Sehr geehrter Herr Höch,

auf Ihr Schreiben will ich Ihnen gern antworten und auf einige Ihrer Punkte einzugehen.
Wenn Sie in den vergangenen Monaten wie ich Gelegenheit hatten, einige dieser Geflüchteten kennenzulernen, werden Sie sicherlich nachvollziehen können, dass Menschen vor Gewalt, Krieg, Verfolgung ihr Land verlassen, um sich und ihre Familien in Sicherheit zu bringen, ihnen eine Zukunfts- und Überlebensperspektive zu geben. Diese Menschen sind gezwungen alles zurückzulassen, weil sie ihre Heimat unfreiwillig verlassen. Viele von Ihnen sehnen sich danach schnellstmöglich zurückkehren zu können. Das Leid, dass die zu uns Flüchtenden dabei auch auf der Flucht erleben, ist hingegen für uns nur schwer vorstellbar.

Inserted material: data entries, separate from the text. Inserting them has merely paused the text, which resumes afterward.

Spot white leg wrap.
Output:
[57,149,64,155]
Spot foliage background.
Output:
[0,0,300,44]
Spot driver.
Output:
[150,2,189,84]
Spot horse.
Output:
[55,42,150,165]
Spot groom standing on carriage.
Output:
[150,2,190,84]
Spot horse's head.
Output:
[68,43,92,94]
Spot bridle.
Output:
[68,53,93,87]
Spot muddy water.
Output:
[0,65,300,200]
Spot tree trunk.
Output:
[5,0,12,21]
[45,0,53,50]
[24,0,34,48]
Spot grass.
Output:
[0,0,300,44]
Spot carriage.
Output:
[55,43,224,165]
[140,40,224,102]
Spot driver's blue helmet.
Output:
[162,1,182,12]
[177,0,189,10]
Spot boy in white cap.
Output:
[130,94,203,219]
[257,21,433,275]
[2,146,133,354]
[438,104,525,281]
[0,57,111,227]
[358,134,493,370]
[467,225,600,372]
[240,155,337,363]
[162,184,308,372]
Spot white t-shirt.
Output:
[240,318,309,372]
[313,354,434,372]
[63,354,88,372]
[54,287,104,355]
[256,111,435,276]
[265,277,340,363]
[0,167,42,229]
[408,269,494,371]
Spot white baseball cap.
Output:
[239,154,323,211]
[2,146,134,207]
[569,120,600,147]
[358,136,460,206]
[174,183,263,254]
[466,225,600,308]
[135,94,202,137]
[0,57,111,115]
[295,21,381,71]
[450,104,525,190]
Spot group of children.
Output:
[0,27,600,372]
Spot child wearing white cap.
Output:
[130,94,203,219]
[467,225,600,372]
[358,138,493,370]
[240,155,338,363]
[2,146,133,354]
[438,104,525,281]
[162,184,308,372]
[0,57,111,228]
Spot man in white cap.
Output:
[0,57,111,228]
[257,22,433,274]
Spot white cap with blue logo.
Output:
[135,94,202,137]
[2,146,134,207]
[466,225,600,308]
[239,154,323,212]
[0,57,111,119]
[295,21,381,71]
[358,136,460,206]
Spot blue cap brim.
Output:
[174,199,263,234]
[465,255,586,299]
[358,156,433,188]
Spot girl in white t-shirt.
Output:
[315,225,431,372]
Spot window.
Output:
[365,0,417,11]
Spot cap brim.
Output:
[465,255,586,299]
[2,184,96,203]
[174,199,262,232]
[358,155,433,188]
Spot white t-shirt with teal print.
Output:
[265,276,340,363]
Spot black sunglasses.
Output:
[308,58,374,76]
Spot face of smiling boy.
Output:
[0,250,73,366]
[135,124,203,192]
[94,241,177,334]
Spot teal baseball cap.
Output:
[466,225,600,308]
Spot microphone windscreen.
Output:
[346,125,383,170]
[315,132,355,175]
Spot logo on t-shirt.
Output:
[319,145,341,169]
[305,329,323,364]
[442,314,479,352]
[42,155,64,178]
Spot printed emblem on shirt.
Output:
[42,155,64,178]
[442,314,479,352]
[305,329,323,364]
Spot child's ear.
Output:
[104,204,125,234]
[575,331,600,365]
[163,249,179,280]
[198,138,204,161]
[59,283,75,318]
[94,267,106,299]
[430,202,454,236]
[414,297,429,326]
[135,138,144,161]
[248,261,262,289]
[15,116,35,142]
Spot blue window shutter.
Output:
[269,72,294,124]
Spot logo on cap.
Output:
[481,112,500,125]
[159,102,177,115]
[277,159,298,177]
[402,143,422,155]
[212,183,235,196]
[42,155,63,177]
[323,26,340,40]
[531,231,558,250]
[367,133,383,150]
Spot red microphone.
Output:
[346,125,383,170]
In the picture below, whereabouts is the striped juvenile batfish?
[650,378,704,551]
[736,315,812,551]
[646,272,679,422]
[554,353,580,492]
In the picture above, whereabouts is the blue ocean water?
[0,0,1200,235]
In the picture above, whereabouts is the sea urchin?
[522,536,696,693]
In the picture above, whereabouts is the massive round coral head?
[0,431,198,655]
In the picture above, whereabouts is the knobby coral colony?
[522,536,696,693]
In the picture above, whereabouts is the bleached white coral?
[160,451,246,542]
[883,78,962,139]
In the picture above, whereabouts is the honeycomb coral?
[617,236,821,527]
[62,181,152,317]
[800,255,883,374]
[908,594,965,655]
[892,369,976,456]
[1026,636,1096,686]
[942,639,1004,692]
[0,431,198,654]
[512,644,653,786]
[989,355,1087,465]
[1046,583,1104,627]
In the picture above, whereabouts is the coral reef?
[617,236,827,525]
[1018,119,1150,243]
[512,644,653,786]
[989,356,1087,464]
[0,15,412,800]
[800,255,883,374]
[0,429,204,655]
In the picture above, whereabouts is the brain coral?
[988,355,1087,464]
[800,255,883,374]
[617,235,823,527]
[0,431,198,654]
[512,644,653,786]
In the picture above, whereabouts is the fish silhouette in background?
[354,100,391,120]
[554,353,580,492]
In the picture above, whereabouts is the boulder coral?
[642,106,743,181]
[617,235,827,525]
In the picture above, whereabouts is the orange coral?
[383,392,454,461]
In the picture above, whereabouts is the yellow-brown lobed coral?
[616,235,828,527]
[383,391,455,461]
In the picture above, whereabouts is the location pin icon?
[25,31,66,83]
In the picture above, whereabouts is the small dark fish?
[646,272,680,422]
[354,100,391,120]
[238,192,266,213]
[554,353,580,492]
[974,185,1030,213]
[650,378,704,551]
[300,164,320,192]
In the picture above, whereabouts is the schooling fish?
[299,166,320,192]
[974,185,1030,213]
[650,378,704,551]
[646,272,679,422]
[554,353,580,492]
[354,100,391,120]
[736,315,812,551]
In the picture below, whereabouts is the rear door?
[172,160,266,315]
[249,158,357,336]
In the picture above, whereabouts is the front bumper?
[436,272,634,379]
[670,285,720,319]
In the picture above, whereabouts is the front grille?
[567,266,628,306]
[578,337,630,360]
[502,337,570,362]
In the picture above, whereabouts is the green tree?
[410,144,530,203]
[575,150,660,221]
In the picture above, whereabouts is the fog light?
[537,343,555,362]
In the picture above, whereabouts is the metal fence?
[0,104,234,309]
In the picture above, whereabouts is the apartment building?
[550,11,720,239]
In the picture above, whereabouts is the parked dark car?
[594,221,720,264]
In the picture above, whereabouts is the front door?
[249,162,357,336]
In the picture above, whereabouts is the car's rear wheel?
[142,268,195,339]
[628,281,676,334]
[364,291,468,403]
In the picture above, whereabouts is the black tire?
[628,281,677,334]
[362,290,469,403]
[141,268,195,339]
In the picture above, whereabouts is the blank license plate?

Es ist daher unsere Verantwortung und moralische Pflicht als Menschen, den Flüchtenden alle uns mögliche Hilfe zukommen zu lassen. Auch rechtlich ist diese Verpflichtung geregelt, seit Deutschland den Genfer Flüchtlingskonventionen beigetreten ist und sich damit zum Schutz von flüchtenden Menschen verpflichtet hat.
Ich bin mir sicher, dass Sie sich in Ihrem Schreiben nicht auf diese Menschen beziehen.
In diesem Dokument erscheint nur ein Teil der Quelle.